The fabric market reaction is more direct. Plain grey fabric shipments are clearly slowing, orders are mostly small batches with quick turnaround, new orders are scarce, finished product inventories are building, and weaving mill operational pressure is increasing. The yarn-dyed fabric market is also slowing, with raw cotton prices down about 300 yuan/ton and cotton yarn prices hard to maintain, especially high-count combed cotton yarn down about 180 yuan/ton. Fabric product prices are partially loosening, leaving thin profit margins. The denim market faces dual domestic and international pressure: in late June, the ex-factory price of 10s open-end cotton yarn for denim hovered around 14,600 yuan/ton, but both domestic and export orders are shrinking, mill operating rates are falling, finished product shipments are slow, and companies are accelerating destocking. The strengthening US dollar index adds export environment uncertainty, with industry players closely monitoring export trends.

Industrial Impact and Medium-term Outlook

The core contradiction in the current cotton textile market is the overlay of 'de-stocking' pains and raw material volatility. From an industrial chain transmission perspective, upstream raw material price fluctuations have failed to stimulate downstream purchasing willingness; instead, weak terminal demand has exacerbated wait-and-see sentiment. This negative feedback loop of 'the more prices fall, the less people buy' is prolonging inventory digestion cycles. For textile mills, short-term coping strategies can only focus on cost control and cash flow management: reduce raw material inventory holdings, optimize product mix, and cut non-essential expenses.

Medium-term, the market needs two conditions to exit the adjustment phase: first, raw material prices must stabilize to provide a stable cost expectation downstream; second, terminal consumption must show substantive recovery signals, especially the release of autumn/winter orders. Current data suggests cotton prices will likely continue range-bound trading, polyester staple fiber needs to wait for oil price stabilization before demand restocking, and viscose staple fiber will remain in tight balance.
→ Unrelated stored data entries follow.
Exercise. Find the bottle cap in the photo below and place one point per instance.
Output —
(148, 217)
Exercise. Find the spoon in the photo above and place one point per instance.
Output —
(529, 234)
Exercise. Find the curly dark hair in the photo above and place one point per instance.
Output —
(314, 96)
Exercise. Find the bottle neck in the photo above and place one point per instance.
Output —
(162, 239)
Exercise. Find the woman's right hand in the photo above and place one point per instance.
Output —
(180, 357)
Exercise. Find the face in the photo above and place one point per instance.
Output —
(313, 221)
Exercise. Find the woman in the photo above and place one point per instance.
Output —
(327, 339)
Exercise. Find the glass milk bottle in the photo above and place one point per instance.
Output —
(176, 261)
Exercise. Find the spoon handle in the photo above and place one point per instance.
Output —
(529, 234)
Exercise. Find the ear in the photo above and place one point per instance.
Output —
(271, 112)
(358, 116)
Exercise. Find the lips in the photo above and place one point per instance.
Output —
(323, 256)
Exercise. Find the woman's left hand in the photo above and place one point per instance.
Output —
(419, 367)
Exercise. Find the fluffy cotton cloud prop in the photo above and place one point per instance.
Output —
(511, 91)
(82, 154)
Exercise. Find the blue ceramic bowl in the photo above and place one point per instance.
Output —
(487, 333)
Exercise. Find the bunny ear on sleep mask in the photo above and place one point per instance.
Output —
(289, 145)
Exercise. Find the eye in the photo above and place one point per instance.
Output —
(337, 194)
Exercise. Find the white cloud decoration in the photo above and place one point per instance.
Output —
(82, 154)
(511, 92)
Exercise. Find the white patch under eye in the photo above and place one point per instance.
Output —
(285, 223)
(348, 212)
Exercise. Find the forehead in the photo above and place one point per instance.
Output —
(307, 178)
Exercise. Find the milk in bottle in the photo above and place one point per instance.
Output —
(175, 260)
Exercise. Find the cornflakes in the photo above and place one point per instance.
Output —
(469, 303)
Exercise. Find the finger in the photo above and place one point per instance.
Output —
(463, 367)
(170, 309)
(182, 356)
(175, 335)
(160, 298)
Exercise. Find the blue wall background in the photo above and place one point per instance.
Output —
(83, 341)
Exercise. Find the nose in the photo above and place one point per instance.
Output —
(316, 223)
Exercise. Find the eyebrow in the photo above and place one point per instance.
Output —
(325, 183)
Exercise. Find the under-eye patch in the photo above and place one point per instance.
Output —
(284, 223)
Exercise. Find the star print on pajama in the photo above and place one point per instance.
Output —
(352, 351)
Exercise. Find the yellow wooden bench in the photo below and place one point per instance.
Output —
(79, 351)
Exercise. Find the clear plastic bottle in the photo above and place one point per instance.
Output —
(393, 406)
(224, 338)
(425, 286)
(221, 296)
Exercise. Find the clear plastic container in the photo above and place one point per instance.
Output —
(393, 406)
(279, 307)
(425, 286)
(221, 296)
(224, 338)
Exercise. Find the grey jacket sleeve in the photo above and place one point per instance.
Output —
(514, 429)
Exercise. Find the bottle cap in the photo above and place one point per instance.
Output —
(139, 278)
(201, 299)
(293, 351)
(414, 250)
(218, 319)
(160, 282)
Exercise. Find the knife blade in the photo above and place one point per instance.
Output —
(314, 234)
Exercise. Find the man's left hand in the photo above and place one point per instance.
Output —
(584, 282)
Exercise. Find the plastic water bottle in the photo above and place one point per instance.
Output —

The real turning point may come at the end of Q3, when if autumn/winter orders are released as expected, the industry could see a restocking wave.

Practical Recommendations

For Procurement Managers - Adopt a phased point-price strategy for cotton purchases, gradually building positions below 15,600 yuan/ton on the Zhengzhou exchange, avoiding chasing rallies. - For polyester staple fiber, wait for price stabilization, then focus on restocking opportunities around 6,900 yuan/ton, with short-term price-lock agreements with suppliers. - Given tight viscose staple fiber supply, lock monthly quotas with factories in advance to avoid forced cost increases from spot purchases.

For Foreign Trade Companies - Closely monitor the US dollar index trend, using forward foreign exchange contracts to lock in exchange rate risk and prevent export profits from being eroded by currency fluctuations. - For categories like denim that are sensitive to export environment uncertainty, consider expanding into emerging markets such as Southeast Asia and the Middle East to diversify trade risk. - In order negotiations, adopt a floating pricing model of 'raw material cost + processing fee' to partially transfer raw material price volatility risk to downstream customers.